El aire seguía entibiándose mientras avanzábamos al paso por la oscuridad, pues Chancery andaba con desconfianza por el camino, que la nieve derretida hacía especialmente resbaladizo. A mi alrededor, el agua del deshielo goteaba y fluía murmurando por la marisma. Al cabo, temiendo que el caballo se saliera del camino, desmonté y lo conduje tirando de las riendas. Poco después, entrevi la muralla del monasterio y las luces de la casa del portero a través de la niebla. Bugge respondió de inmediato a mis golpes y apareció alumbrándose con una antorcha.

– Habéis vuelto, señor. Es peligroso cabalgar por la marisma en una noche así.

– Necesitaba llegar cuanto antes -dije conduciendo a Chancery al interior del monasterio-. ¿Ha llegado un jinete con un mensaje para mí, Bugge?

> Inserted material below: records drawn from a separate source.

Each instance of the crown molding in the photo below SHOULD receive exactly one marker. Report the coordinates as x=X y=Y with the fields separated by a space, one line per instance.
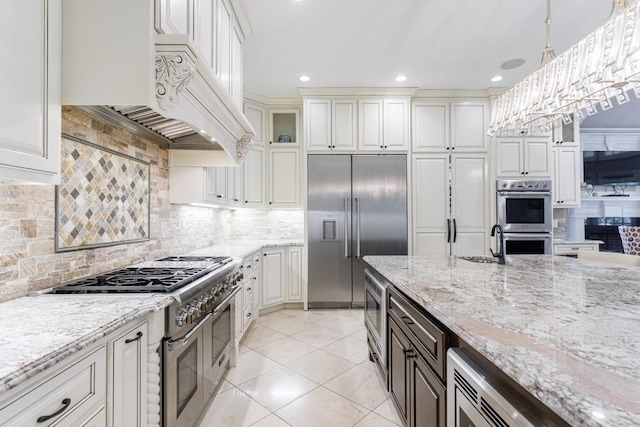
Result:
x=357 y=91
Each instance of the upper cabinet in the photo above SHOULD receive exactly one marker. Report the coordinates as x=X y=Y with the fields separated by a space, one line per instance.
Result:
x=524 y=157
x=442 y=125
x=330 y=124
x=30 y=122
x=257 y=116
x=383 y=124
x=283 y=126
x=212 y=26
x=183 y=72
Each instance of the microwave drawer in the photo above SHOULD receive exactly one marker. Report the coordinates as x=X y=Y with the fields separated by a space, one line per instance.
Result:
x=432 y=339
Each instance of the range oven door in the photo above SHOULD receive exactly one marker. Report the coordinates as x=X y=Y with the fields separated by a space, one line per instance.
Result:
x=524 y=211
x=195 y=363
x=183 y=389
x=528 y=243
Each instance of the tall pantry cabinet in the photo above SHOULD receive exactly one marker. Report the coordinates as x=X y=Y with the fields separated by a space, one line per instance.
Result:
x=450 y=170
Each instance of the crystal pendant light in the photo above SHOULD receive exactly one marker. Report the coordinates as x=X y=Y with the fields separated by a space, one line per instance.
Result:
x=548 y=54
x=618 y=7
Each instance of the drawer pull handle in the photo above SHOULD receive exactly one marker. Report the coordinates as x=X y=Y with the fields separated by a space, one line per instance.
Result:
x=130 y=340
x=65 y=404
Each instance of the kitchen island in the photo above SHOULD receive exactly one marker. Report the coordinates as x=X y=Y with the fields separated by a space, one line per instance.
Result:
x=567 y=331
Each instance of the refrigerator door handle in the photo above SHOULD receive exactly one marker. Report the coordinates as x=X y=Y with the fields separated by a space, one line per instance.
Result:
x=357 y=199
x=455 y=231
x=346 y=228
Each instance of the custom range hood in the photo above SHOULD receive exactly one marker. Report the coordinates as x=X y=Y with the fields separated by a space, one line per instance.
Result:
x=120 y=63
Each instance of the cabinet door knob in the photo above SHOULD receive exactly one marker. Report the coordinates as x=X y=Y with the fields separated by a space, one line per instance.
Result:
x=130 y=340
x=65 y=404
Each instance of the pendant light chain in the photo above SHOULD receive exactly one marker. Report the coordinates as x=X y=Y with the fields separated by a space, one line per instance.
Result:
x=618 y=7
x=548 y=54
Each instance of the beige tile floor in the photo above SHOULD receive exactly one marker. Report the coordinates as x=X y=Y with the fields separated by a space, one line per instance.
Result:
x=303 y=369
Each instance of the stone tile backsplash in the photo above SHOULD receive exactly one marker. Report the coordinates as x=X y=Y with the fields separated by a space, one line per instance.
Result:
x=27 y=215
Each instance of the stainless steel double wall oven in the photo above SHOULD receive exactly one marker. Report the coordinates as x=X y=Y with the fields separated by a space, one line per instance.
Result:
x=525 y=212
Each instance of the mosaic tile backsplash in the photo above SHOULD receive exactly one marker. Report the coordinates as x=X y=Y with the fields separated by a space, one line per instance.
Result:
x=29 y=262
x=102 y=199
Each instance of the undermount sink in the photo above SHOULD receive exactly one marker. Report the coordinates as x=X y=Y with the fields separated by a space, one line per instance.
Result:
x=483 y=259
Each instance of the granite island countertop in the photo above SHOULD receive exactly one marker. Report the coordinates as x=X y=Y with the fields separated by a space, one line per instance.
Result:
x=41 y=330
x=566 y=330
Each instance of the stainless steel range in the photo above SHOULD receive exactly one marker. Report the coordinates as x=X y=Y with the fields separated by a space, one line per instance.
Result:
x=199 y=326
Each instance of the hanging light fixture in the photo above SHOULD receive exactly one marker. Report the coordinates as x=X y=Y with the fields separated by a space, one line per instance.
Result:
x=602 y=67
x=548 y=54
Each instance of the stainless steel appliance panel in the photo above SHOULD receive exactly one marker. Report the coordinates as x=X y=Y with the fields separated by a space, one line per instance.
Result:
x=528 y=243
x=472 y=400
x=329 y=207
x=379 y=220
x=357 y=206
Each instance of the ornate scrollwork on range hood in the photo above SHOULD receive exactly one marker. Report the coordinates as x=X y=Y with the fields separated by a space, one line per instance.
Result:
x=173 y=73
x=243 y=146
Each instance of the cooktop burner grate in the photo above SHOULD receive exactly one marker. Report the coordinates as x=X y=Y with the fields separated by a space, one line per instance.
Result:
x=136 y=280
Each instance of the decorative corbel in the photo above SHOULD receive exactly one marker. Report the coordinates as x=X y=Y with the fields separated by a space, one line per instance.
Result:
x=173 y=73
x=243 y=145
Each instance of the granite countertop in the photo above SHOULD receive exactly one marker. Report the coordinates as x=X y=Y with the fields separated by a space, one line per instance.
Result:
x=41 y=330
x=242 y=248
x=565 y=329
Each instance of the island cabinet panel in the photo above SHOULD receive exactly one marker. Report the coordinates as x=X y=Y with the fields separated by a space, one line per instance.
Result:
x=416 y=357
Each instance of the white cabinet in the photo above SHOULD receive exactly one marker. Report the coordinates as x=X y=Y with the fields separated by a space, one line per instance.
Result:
x=254 y=177
x=273 y=277
x=330 y=124
x=128 y=378
x=30 y=123
x=283 y=127
x=213 y=28
x=234 y=185
x=284 y=177
x=527 y=157
x=469 y=124
x=442 y=125
x=257 y=116
x=566 y=176
x=113 y=382
x=450 y=213
x=294 y=273
x=70 y=397
x=383 y=124
x=430 y=126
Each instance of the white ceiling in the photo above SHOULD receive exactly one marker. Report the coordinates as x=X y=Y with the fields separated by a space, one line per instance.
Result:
x=438 y=44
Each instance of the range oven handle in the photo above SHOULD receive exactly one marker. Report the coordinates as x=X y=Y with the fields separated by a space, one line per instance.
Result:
x=177 y=343
x=173 y=344
x=226 y=301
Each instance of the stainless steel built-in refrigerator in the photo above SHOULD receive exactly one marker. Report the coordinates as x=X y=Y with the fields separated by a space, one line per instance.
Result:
x=356 y=206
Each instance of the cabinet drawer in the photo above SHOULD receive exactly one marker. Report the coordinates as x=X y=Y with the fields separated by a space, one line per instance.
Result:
x=431 y=340
x=247 y=290
x=67 y=399
x=247 y=315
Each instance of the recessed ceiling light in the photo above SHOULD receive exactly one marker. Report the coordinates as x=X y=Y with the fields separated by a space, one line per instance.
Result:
x=512 y=63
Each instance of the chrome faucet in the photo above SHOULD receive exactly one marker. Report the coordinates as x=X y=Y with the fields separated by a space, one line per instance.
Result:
x=501 y=255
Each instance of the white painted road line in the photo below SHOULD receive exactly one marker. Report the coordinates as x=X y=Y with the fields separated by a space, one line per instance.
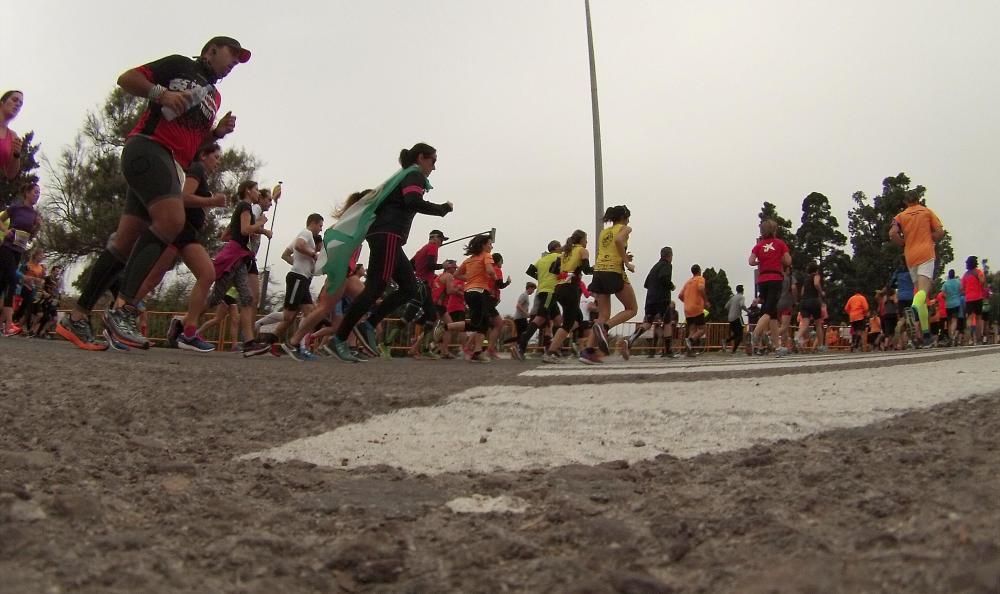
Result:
x=720 y=365
x=487 y=428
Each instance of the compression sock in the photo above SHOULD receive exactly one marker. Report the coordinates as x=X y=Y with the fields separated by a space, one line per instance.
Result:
x=104 y=273
x=920 y=306
x=146 y=253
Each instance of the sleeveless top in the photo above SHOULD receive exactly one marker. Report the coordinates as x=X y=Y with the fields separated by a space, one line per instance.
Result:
x=569 y=265
x=608 y=258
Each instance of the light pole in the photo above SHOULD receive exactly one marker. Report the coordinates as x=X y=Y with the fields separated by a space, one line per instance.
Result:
x=598 y=166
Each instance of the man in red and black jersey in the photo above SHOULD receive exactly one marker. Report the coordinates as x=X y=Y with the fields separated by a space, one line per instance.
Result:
x=180 y=117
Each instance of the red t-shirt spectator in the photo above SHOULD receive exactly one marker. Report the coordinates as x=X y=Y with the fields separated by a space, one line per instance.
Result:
x=770 y=252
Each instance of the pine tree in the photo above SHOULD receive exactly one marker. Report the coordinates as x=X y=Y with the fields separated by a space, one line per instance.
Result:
x=718 y=291
x=29 y=163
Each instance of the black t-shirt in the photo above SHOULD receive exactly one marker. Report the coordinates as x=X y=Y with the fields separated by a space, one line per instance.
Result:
x=659 y=282
x=195 y=214
x=183 y=135
x=234 y=225
x=395 y=214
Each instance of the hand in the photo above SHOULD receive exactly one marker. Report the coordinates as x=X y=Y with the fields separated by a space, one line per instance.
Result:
x=176 y=100
x=226 y=125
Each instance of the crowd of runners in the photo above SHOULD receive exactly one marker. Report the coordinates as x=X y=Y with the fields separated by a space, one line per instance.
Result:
x=450 y=308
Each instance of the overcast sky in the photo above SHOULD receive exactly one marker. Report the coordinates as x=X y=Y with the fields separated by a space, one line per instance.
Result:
x=707 y=108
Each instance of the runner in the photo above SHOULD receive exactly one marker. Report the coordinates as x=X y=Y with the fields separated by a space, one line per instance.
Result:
x=425 y=266
x=522 y=309
x=734 y=313
x=573 y=263
x=183 y=103
x=232 y=263
x=10 y=143
x=857 y=312
x=479 y=274
x=694 y=298
x=330 y=304
x=658 y=284
x=974 y=289
x=301 y=254
x=771 y=257
x=545 y=308
x=22 y=222
x=811 y=308
x=610 y=279
x=916 y=229
x=386 y=237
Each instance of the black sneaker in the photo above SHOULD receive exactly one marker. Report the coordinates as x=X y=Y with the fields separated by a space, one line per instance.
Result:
x=122 y=323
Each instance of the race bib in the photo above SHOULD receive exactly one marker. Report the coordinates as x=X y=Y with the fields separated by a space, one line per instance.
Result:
x=21 y=238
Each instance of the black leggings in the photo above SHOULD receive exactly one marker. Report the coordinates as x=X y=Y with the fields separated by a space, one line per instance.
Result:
x=386 y=262
x=568 y=297
x=9 y=261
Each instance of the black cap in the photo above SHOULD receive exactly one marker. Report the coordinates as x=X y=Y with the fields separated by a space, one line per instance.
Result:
x=242 y=52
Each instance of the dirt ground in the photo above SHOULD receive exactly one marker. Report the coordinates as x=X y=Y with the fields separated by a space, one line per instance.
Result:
x=118 y=473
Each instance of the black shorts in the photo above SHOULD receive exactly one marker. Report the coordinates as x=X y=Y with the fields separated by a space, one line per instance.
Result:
x=545 y=305
x=481 y=306
x=770 y=294
x=607 y=283
x=151 y=174
x=811 y=309
x=187 y=236
x=296 y=291
x=656 y=311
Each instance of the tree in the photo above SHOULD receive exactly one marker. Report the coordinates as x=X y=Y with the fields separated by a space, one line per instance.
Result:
x=818 y=239
x=875 y=257
x=718 y=291
x=770 y=211
x=29 y=163
x=87 y=191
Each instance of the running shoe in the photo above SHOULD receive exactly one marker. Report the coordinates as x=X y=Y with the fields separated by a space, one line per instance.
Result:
x=115 y=344
x=478 y=357
x=122 y=322
x=589 y=357
x=290 y=349
x=601 y=334
x=253 y=348
x=305 y=354
x=175 y=329
x=194 y=343
x=365 y=334
x=343 y=351
x=79 y=333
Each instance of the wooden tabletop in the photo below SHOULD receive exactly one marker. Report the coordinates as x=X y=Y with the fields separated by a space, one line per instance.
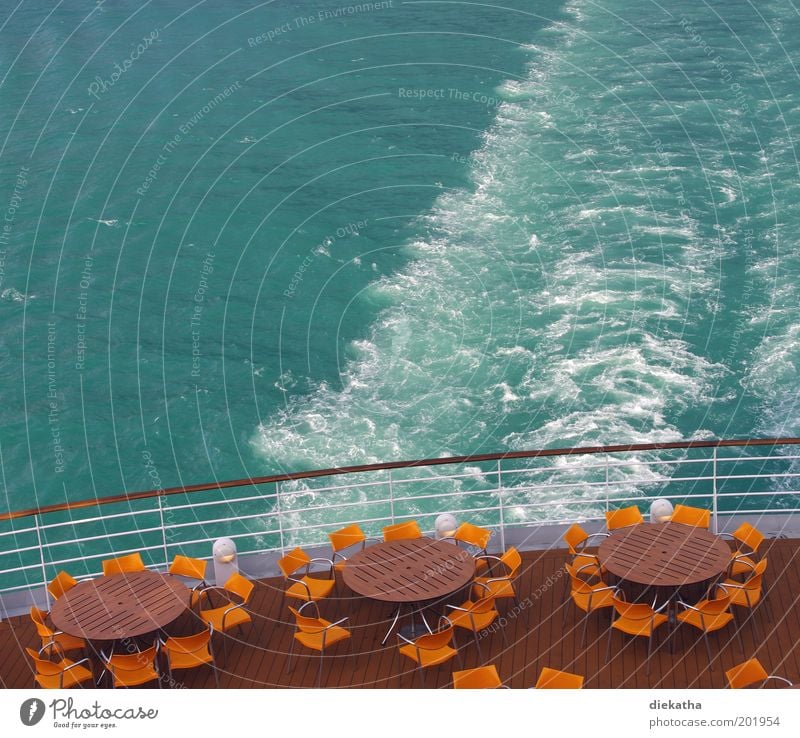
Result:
x=664 y=554
x=120 y=606
x=412 y=570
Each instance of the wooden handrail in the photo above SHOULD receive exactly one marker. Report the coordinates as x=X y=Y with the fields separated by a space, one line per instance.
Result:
x=384 y=466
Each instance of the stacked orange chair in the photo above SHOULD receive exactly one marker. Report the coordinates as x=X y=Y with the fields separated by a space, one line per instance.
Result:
x=61 y=674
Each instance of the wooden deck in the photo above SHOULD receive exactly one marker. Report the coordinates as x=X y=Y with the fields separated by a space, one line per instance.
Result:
x=257 y=657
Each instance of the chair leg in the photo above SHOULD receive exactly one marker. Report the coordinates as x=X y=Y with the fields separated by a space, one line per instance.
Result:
x=291 y=656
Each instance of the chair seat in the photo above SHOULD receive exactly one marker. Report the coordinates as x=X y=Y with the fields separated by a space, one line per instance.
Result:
x=709 y=623
x=480 y=619
x=428 y=657
x=133 y=678
x=234 y=618
x=496 y=588
x=742 y=565
x=183 y=660
x=69 y=643
x=314 y=640
x=319 y=589
x=740 y=596
x=639 y=626
x=600 y=599
x=76 y=675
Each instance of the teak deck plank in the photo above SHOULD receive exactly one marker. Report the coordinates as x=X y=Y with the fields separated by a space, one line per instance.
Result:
x=257 y=655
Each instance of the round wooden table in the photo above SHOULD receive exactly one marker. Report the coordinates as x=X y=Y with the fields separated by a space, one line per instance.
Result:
x=664 y=555
x=120 y=606
x=409 y=572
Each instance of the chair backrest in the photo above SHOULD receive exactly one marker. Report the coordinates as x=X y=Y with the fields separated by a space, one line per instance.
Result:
x=744 y=674
x=632 y=610
x=186 y=566
x=555 y=679
x=512 y=560
x=45 y=667
x=574 y=537
x=434 y=641
x=307 y=624
x=62 y=582
x=133 y=661
x=749 y=536
x=398 y=531
x=694 y=516
x=473 y=535
x=38 y=616
x=484 y=677
x=293 y=561
x=123 y=565
x=240 y=586
x=346 y=537
x=188 y=644
x=624 y=517
x=714 y=607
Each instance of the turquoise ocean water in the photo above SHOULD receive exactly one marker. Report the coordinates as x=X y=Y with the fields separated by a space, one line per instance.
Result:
x=241 y=238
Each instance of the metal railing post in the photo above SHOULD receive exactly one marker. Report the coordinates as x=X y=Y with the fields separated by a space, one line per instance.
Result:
x=280 y=515
x=391 y=496
x=41 y=560
x=714 y=510
x=163 y=530
x=500 y=502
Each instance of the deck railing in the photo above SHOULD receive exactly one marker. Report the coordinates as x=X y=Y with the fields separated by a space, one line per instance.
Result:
x=499 y=491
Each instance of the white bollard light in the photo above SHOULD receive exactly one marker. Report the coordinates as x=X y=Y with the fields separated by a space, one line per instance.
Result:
x=225 y=561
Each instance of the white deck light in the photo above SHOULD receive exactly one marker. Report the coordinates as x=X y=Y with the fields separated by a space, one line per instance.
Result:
x=445 y=526
x=661 y=511
x=225 y=561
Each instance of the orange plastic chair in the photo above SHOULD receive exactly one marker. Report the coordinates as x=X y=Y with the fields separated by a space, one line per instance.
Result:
x=59 y=675
x=748 y=539
x=185 y=566
x=431 y=649
x=576 y=539
x=343 y=539
x=697 y=517
x=50 y=637
x=476 y=616
x=500 y=586
x=190 y=652
x=750 y=672
x=123 y=565
x=307 y=588
x=555 y=679
x=484 y=677
x=231 y=614
x=587 y=597
x=636 y=619
x=709 y=616
x=400 y=531
x=62 y=582
x=317 y=634
x=748 y=594
x=131 y=669
x=623 y=518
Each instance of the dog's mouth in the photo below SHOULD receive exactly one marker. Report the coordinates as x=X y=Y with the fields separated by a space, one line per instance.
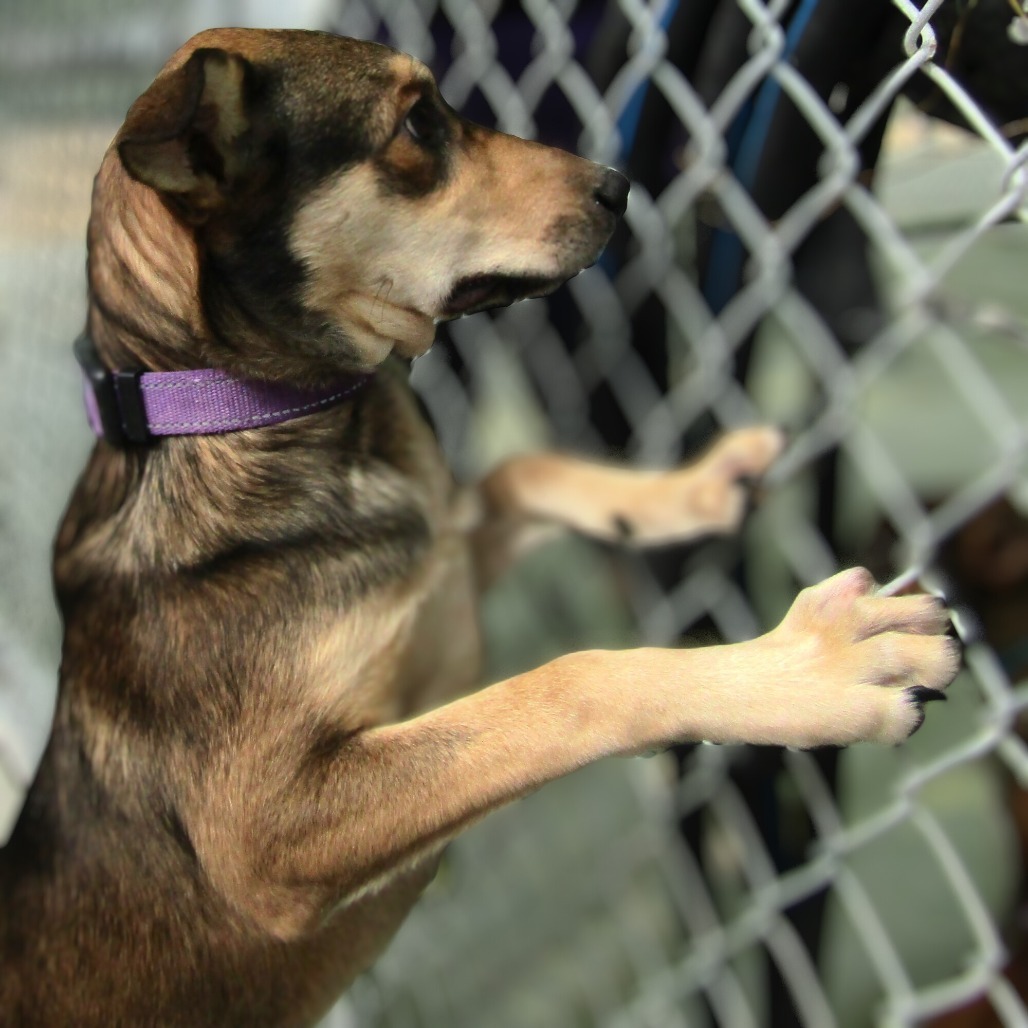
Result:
x=480 y=292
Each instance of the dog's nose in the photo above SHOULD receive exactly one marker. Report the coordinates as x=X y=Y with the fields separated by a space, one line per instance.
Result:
x=612 y=191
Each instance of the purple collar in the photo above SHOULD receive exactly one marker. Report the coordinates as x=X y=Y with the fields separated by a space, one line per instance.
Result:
x=129 y=407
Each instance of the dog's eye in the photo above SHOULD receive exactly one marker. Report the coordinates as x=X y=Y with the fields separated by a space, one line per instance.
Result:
x=425 y=123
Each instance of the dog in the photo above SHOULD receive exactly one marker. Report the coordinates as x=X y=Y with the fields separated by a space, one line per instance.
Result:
x=265 y=732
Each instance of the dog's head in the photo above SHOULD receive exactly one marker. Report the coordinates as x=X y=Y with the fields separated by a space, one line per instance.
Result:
x=339 y=207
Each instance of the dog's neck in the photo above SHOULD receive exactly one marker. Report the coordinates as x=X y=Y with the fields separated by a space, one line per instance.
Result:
x=143 y=270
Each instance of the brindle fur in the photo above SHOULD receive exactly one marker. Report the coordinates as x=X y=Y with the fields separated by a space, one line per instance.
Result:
x=256 y=756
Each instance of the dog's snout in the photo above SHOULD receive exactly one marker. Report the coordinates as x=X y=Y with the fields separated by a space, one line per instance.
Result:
x=612 y=191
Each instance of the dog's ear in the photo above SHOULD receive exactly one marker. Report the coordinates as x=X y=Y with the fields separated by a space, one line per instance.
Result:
x=189 y=136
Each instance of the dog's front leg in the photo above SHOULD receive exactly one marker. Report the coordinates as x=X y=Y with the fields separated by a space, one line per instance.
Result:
x=844 y=665
x=528 y=498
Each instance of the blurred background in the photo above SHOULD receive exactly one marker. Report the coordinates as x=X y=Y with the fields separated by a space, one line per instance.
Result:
x=827 y=230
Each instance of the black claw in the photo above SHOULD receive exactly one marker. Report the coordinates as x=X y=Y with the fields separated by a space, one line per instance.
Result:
x=918 y=723
x=921 y=694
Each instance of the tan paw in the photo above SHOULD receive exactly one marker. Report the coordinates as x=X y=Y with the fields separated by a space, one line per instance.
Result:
x=860 y=666
x=708 y=497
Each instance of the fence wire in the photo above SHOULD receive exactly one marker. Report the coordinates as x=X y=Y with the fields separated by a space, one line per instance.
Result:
x=825 y=229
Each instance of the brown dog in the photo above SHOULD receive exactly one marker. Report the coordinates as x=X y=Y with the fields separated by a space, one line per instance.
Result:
x=256 y=759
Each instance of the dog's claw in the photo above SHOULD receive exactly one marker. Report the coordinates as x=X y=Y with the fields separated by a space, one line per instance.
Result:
x=922 y=694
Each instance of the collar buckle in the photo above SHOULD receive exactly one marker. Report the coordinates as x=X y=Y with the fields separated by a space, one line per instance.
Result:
x=117 y=399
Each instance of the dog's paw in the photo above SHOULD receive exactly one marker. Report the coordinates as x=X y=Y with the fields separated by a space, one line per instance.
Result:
x=708 y=497
x=859 y=666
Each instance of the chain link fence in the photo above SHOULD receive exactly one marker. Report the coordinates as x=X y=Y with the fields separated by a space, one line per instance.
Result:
x=827 y=230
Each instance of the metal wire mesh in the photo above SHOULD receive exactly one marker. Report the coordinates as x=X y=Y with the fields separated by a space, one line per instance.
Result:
x=728 y=885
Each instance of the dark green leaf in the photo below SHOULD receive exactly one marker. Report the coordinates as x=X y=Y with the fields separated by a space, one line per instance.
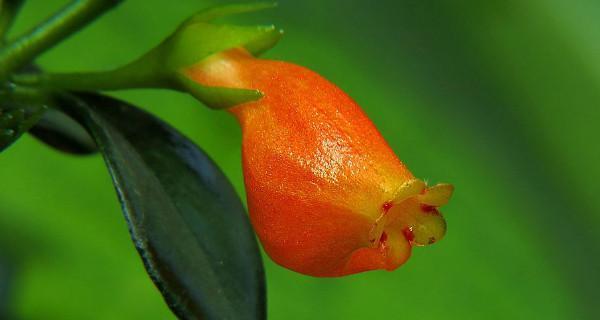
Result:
x=63 y=133
x=185 y=218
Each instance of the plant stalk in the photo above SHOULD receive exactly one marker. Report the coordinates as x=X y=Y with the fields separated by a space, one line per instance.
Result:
x=56 y=28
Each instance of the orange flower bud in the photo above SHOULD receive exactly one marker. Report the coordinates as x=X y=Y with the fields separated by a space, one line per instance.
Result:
x=326 y=194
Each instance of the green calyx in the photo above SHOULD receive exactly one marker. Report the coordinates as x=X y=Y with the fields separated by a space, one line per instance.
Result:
x=162 y=67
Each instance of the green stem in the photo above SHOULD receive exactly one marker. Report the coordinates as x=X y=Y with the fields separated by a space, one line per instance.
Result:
x=8 y=12
x=56 y=28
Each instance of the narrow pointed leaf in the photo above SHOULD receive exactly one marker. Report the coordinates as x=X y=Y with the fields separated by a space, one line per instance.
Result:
x=185 y=218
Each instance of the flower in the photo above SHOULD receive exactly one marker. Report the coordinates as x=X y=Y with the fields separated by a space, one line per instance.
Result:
x=326 y=194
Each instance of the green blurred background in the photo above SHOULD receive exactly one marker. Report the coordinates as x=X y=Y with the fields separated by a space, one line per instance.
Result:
x=500 y=98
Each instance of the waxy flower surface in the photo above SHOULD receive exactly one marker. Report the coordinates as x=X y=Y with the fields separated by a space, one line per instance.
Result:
x=326 y=194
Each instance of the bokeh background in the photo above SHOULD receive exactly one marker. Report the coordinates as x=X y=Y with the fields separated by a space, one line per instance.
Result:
x=501 y=98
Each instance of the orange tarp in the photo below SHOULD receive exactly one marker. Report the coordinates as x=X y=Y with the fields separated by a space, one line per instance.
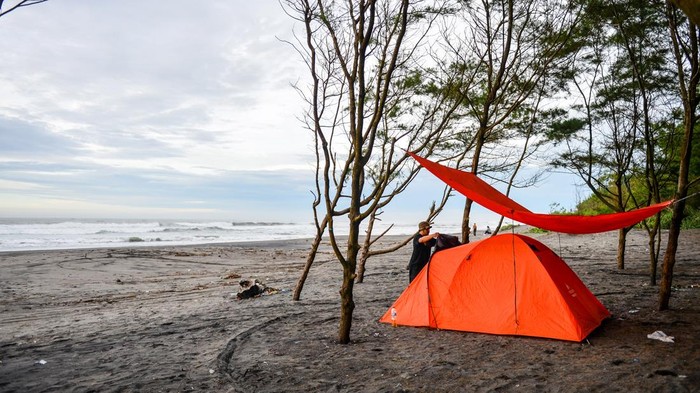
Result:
x=485 y=195
x=506 y=284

– No, señor, no ha venido nadie.

– ¡Demonios! Espero un mensajero de Londres. Si llega, me avisas al instante, sea de día o de noche.

– Sí, señor, así lo haré.

– Y, hasta nueva orden, nadie, y quiero decir nadie, puede abandonar el monasterio. ¿Lo has entendido? Si alguien quiere salir, me mandas llamar.

El portero me miró con curiosidad.

– Si así lo ordenáis…

– Lo ordeno, sí -repliqué, y respiré hondo-. ¿Ha ocurrido algo durante mi ausencia, Bugge? ¿Están todos bien? ¿Y el señor Poer?

– Sí, señor. Está en casa del abad. -El portero me lanzó una mirada de inteligencia, y sus ojos brillaron a la luz de la antorcha-. Pero hay quien no ha parado quieto.

– ¿Qué quieres decir? Déjate de acertijos, Bugge.

– El hermano Jerome. Ayer se escapó de su celda. Ha desaparecido.

– ¿Quieres decir que ha volado?

Bugge rió maliciosamente.

– Ése no está para muchos vuelos, y desde luego no ha salido por mi puerta. No, está escondido en algún lugar del monasterio. Tarde o temprano, el prior lo sacará de su escondrijo.

– ¡Tenían que mantenerlo vigilado, por Dios santo! -Apreté los dientes. Ahora no podré preguntarle por el visitante de Smeaton; todo depende del mensajero.

– Lo sé, señor, pero ya nadie hace nada a derechas. El criado que debía vigilarlo olvidó cerrarlo con llave. Todo el mundo está asustado, señor; el asesinato del hermano Gabriel fue la gota que colmó el vaso. Y se rumorea que el monasterio tiene los días contados.

– ¿De veras?

– Bueno, es lógico, ¿no? ¿Con todos esos asesinatos, y los rumores de que el rey se está quedando con otros monasterios? ¿Qué decís vos, señor?